AGENCE FRANCE-PRESSE

«Il n'est d'habitude pas autorisé d'utiliser de téléphone portable dans la salle d'audience, mais le juge peut en décider autrement» au cas par cas, a expliqué à l'AFP une porte-parole du service de presse des affaires juridiques, qui dépend du gouvernement britannique.

Selon elle, le juge Howard Riddle a pris en compte l'intérêt du public et des médias pour le cas en autorisant les personnes présentes au tribunal à envoyer des messages sur le site de microblogues Twitter, pendant l'audience consacrée à la demande de libération du fondateur de WikiLeaks.

La procédure a ainsi pu être suivie minute après minute.

C'est la première fois qu'un juge britannique permet de twitter pendant une audience, a ajouté la porte-parole, précisant que l'utilisation de téléphone portable dans une salle d'audience est passible de deux ans de prison.

Plusieurs journalistes présents à l'audience de M. Assange mardi à Londres ont du coup twitté pendant les débats.
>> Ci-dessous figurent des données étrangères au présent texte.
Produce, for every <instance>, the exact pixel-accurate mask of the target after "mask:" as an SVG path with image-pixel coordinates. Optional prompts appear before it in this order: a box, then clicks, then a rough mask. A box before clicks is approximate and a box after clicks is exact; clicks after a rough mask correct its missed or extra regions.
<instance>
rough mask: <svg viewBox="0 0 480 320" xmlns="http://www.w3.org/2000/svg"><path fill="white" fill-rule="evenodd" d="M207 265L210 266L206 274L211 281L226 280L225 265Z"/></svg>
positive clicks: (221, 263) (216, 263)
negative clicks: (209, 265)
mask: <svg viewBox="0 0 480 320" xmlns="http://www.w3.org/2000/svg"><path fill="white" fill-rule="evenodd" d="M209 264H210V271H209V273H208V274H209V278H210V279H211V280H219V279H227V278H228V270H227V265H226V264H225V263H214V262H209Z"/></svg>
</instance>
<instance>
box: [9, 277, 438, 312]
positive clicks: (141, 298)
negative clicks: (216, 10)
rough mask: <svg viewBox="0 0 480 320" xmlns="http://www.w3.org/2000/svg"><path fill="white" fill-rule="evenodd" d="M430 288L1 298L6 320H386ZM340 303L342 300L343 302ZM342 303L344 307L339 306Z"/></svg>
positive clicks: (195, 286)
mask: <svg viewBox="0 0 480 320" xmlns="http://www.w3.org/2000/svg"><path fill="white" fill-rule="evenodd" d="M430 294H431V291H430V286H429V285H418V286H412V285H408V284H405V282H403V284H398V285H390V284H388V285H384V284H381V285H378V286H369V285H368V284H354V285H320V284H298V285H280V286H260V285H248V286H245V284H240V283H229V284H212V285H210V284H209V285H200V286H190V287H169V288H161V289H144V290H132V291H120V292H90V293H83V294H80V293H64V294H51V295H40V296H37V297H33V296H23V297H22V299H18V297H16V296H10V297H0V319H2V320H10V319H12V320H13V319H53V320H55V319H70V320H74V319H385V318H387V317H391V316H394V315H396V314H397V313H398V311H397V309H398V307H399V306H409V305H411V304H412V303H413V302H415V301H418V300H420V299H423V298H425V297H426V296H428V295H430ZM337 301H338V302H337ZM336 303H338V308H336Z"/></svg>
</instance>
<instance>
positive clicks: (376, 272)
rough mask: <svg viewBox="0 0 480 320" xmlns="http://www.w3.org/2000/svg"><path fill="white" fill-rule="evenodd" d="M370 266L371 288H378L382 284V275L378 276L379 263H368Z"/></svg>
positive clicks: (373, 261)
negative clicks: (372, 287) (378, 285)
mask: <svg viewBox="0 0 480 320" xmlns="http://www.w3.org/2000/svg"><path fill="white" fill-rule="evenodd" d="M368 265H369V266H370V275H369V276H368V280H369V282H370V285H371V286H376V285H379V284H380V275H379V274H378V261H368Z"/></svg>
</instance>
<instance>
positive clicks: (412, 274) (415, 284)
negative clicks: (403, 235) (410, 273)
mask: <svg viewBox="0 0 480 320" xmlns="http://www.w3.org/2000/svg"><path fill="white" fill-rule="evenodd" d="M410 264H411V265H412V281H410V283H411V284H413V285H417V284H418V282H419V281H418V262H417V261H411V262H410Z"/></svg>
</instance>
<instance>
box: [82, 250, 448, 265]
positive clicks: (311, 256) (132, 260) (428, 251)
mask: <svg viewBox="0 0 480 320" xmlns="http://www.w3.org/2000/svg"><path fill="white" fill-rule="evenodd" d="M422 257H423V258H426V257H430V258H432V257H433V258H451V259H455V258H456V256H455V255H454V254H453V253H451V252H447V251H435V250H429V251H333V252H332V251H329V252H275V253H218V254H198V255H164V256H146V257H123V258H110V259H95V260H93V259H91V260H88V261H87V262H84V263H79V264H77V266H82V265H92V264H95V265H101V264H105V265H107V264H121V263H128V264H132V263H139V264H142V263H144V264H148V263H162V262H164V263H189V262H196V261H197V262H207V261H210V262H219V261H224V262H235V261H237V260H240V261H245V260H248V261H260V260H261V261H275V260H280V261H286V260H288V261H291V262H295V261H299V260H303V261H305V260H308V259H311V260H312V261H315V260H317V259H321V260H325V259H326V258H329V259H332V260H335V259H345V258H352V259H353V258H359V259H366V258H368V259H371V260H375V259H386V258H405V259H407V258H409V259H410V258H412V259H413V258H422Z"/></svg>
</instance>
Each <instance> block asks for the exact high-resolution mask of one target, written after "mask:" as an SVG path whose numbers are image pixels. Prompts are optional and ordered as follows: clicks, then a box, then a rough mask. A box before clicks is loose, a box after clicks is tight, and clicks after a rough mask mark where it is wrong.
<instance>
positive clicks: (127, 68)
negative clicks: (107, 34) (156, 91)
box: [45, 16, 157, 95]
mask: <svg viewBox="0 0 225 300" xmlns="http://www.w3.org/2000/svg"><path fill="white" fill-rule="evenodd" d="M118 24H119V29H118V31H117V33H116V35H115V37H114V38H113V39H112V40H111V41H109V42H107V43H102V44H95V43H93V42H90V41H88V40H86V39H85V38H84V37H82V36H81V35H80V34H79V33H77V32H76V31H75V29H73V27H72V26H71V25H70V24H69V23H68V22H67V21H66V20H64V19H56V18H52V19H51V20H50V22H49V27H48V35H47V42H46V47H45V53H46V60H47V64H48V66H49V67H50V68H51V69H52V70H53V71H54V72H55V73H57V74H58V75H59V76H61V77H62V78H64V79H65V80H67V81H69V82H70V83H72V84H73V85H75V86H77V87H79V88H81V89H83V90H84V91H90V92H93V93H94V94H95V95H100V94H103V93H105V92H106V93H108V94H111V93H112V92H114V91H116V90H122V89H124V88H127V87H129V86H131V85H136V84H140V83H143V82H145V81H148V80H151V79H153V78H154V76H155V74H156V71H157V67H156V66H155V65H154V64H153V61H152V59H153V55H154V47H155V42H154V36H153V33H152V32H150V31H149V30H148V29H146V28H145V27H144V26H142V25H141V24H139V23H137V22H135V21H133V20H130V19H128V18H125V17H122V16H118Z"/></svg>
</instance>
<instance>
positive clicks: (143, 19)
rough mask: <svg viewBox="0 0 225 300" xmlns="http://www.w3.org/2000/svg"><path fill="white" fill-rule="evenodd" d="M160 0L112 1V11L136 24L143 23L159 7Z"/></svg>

«Assange entre, même costume que la dernière fois, cheveux gris coupés courts, il murmure à Mark Stephens (l'un de ses avocats, NDLR) à travers la vitre» qui le sépare des avocats et du public, écrit Alexi Mostrous, journaliste au quotidien britannique Times, sur sa page Twitter.

«Juge: "Puis-je commencer avec une excuse. Le tribunal n'est pas assez grand"», poursuit-il quelques minutes plus tard. «Le seul journal qu'Assange puisse lire est le Daily Express», un tabloïd britannique, écrit-il ensuite, avant d'annoncer la décision du juge. «Assange a obtenu une liberté conditionnelle, mais le procureur a deux heures pour faire appel.»

Les autorités suédoises ont effectivement fait appel mardi en fin d'après-midi.

M. Assange, un Australien de 39 ans, a été arrêté le 7 décembre à Londres pour une affaire d'agressions sexuelles présumées en Suède. Son interpellation coïncide avec la publication par WikiLeaks de centaines de télégrammes diplomatiques américains, qui ont provoqué la colère de plusieurs pays.